FDA Clears ISCO's Parthenogenetic Stem Cells For Investigational Clinical Use

By Stem Cell Treatment

By Cyndi Root

International Stem Cell Corporation is now approved to manufacture human parthenogenetic stem cells. The Food and Drug Administration (FDA) cleared the cells for investigational clinical use. The company announced the approval in a press release, stating that it improves its chance for approval of its Parkinsons disease treatment and provides an avenue for using the cells in other indications such as stroke or traumatic brain injury.

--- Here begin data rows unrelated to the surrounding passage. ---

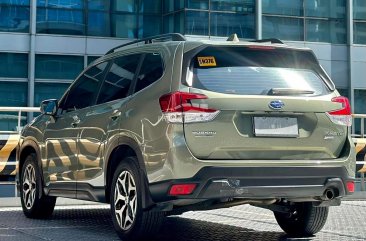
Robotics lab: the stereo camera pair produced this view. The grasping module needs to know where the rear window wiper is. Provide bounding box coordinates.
[267,88,315,95]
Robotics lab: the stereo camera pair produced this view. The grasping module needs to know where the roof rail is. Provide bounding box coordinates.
[106,33,187,54]
[250,38,284,44]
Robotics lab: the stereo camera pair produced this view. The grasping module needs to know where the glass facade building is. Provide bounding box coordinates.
[0,0,366,132]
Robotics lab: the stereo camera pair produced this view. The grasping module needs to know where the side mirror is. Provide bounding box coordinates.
[41,99,57,116]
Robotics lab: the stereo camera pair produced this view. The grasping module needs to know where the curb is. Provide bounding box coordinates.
[0,197,104,208]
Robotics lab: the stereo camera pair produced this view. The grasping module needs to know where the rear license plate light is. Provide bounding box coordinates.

Dr. Ruslan Semechkin, ISCO's Chief Scientific Officer, said, "Many stem cell lines can never be used to develop commercial therapeutic products because they don't meet the FDA's ethical and quality standards. With this clearance from the FDA, the Company has removed any uncertainty in the potential clinical use of human parthenogenetic stem cells."

FDA Action

Like all manufacturing to FDA standards, stem cells must be produced in good manufacturing practice (GMP) conditions. The cells must be grown under repeatable conditions and be identical, so that patients receive standardized stem cell therapy. In addition, the federal agency seeks to reduce the risk of an infectious disease. ISCO provided the FDA assurances relating to the original egg donor's risk of infectious diseases, the testing of the master cell bank, and the genetic stability of the stem cell line. ISCO intends to produce the stem cells at its facility in Oceanside, CA and will provide an update on the first batch later.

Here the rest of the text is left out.